Morte de “Sicário” em carceragem mobiliza perícias e amplia investigação

Cinco laudos técnicos, incluindo exames do IML e análises da Polícia Federal, buscam esclarecer as circunstâncias da morte de Luiz Phillipi Machado de Moraes Mourão, ligado ao banqueiro Daniel Vorcaro

morte de Luiz Phillipi Machado de Moraes Mourão, conhecido como “Sicário” e apontado como um dos auxiliares do banqueiro Daniel Vorcaro segue cercada de questionamentos e sob investigação detalhada.

O caso ganhou novos desdobramentos com a abertura de uma série de perícias técnicas consideradas fundamentais para esclarecer o que aconteceu dentro da área de custódia da Polícia Federal em Minas Gerais. De acordo com o inquérito policial, cinco laudos periciais foram solicitados. A estratégia, segundo investigadores, é garantir rigor técnico e transparência na apuração.

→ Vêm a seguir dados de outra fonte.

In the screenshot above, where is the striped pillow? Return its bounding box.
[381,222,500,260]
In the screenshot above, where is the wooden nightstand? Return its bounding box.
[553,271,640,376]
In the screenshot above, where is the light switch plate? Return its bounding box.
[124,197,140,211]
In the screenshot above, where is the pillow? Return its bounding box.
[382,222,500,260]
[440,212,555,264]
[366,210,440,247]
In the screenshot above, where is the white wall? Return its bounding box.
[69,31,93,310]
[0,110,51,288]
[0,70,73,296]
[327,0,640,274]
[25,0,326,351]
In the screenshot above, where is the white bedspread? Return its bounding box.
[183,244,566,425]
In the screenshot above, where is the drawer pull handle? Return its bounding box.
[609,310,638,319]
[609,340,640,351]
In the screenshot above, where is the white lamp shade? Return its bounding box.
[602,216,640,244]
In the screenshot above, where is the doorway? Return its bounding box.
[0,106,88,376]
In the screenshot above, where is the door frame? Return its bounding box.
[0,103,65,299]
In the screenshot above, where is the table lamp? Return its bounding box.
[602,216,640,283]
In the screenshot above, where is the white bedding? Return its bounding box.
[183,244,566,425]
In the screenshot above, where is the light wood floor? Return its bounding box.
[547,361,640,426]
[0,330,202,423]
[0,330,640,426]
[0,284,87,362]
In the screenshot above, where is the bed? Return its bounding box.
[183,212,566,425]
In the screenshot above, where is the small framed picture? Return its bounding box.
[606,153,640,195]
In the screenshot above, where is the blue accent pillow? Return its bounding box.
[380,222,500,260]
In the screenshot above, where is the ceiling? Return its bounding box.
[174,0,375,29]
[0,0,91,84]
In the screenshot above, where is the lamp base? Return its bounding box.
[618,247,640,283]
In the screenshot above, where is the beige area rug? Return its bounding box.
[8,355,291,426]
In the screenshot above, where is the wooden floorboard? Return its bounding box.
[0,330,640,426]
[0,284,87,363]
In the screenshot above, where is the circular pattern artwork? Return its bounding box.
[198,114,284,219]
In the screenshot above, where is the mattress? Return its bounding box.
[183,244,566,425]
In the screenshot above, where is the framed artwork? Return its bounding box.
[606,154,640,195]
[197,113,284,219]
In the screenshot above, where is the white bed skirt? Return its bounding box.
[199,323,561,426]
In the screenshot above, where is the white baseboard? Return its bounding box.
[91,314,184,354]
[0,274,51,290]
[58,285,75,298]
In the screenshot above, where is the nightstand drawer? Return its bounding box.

Duas dessas análises estão sob responsabilidade do Instituto Médico Legal da Polícia Civil de Minas Gerais. São elas o laudo necroscópico e o exame toxicológico, que vai analisar amostras de sangue e urina. Até agora, nenhum dos dois foi concluído.

O médico legista responsável solicitou, inclusive, o compartilhamento de imagens com outros especialistas para que possam ajudar na elaboração do laudo de necropsia. O pedido foi formalizado recentemente e deverá ser encaminhado ao ministro André Mendonça, do Supremo Tribunal Federal.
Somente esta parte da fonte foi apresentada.